Upper Gastrointestinal and Cutaneous Varicella in an Adult Male
Funding: The authors received no specific funding for this work.
ABSTRACT
In this case report, we presented a unique instance of varicella in a 35-year-old male, characterized by both gastrointestinal and skin involvement. This case highlights the importance of recognizing varicella's atypical manifestations, particularly in adult patients with gastrointestinal symptoms, ensuring prompt diagnosis and appropriate management.
1 Case Image Presentation
Varicella is an infectious disease caused by the varicella zoster virus (VZV). It typically presents with fever and a characteristic rash that progresses from macules to papules, vesicles, and ultimately crusting. While the classic presentation is well recognized, atypical manifestations can occur, particularly in immunocompromised individuals. This report discusses a rare case of varicella in a 35-year-old male, presenting with both gastrointestinal and cutaneous involvement.

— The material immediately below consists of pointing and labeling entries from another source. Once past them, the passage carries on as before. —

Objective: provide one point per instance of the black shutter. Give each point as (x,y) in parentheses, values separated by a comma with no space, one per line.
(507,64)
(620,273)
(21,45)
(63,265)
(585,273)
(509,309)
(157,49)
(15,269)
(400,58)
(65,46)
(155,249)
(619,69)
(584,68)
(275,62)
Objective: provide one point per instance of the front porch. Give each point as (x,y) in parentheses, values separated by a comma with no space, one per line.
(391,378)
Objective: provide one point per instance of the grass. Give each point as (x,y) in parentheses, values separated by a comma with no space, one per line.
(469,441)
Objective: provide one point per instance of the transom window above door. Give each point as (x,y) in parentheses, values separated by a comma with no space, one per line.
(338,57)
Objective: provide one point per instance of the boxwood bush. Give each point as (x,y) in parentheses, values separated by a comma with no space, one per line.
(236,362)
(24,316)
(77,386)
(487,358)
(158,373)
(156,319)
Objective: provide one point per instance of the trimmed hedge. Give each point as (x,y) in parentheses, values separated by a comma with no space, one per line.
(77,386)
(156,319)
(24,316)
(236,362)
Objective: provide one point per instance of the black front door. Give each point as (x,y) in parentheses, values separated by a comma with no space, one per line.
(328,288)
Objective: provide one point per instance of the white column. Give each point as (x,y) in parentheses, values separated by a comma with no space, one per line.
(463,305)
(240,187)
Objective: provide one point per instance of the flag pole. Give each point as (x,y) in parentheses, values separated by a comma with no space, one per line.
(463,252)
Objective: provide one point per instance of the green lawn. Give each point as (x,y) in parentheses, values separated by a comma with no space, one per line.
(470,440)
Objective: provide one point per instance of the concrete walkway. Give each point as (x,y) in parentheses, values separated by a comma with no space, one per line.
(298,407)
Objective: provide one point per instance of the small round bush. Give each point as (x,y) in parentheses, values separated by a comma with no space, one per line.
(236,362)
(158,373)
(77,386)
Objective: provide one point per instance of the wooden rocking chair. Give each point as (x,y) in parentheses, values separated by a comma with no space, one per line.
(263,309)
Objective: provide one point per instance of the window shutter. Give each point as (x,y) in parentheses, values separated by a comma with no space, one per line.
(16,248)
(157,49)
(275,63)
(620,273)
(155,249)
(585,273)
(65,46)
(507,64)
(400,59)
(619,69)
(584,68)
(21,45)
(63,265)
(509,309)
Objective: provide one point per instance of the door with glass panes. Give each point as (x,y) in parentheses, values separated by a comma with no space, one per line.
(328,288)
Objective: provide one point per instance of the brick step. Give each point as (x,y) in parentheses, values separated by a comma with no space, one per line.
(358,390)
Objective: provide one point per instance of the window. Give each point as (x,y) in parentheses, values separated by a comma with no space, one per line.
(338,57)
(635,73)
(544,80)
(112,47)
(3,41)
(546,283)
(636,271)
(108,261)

A 35-year-old male patient presented to the clinic with a 5-day history of upper abdominal pain, worsening over the last day, accompanied by fever. The abdominal pain was initially paroxysmal but progressed to persistent severe discomfort, with a maximum recorded temperature of 38.2°C. The patient reported no significant past medical history or chronic illnesses. Upper gastrointestinal endoscopy revealed esophagitis and erosive gastritis, characterized by multiple vesicles and erosions in the esophagus and stomach, along with surrounding mucosal hyperemia (Figure 1). Despite treatment with rabeprazole, the patient's abdominal pain did not improve. One day later, he developed a centripetal distribution of papules and vesicles on the scalp and back, surrounded by erythema. Oral examination revealed mucosal erosions (Figure 2). Laboratory tests confirmed the presence of VZV IgM and IgG antibodies, leading to a definitive diagnosis of varicella. Viral inclusions were observed in the tissues of upper gastrointestinal biopsies (Figure 1C), further validating our diagnosis. The patient was subsequently transferred to an infectious disease hospital for further management. He received gastrointestinal decompression, acyclovir, and omeprazole. After 1 week of treatment, the vesicles dried and crusted over, his body temperature returned to normal, and abdominal pain resolved.


Varicella is characterized by acute onset, often accompanied by fever and other prodromal symptoms. The rash typically appears 1–2 days after these symptoms. While the classical progression of the rash is well known, atypical presentations can complicate diagnosis, particularly in immunocompromised patients [1]. Generally, gastrointestinal involvement precedes the cutaneous manifestations, posing a diagnostic challenge. Prior research has noted that cutaneous and visceral varicella occurs in 3%–15% of immunocompromised patients with VZV infection, with the gastrointestinal and urinary tracts most susceptible involved [2, 3]. However, this patient did not exhibit any underlying immunological deficiencies. It is worth noting that the patient has never received the VZV vaccine before, which is also a possible reason why varicella affects his upper gastrointestinal tract. Gastrointestinal varicella is rare but can occur, presenting as acute abdominal symptoms [2, 3]. Many patients with gastrointestinal VZV infection may not show typical herpes zoster symptoms when the gastrointestinal signs emerge [2, 3]. Clinicians should be vigilant for atypical presentations in otherwise healthy individuals, as early recognition can lead to timely intervention. The treatment for this disease involves administering sufficient doses of antiviral medications, such as Acyclovir.
This case provides valuable insights into the diverse presentations of varicella, aiding clinicians in the identification and early intervention of this infectious disease. When confronted with a patient presenting with a similar medical history and upper gastrointestinal endoscopic findings, we hope this case will prompt clinicians to consider the possibility of varicella as a differential diagnosis.
Author Contributions
Zhenze Yu: conceptualization, investigation, writing – original draft. Yuan Ding: data curation, investigation. Fang Sun: conceptualization, investigation, writing – review and editing.
Acknowledgments
We thank Dongyu Bai from the Pathology Department of the First-Affiliated Hospital of Xiamen University for assisting us with the pathological analysis.
Ethics Statement
As this is a single case report, ethics committee approval is not required.
Consent
The patient in this manuscript has given written informed consent to the publication of her case details and images.
Conflicts of Interest
The authors declare no conflicts of interest.
Open Research
Data Availability Statement
The data that support the findings of this study are within the paper.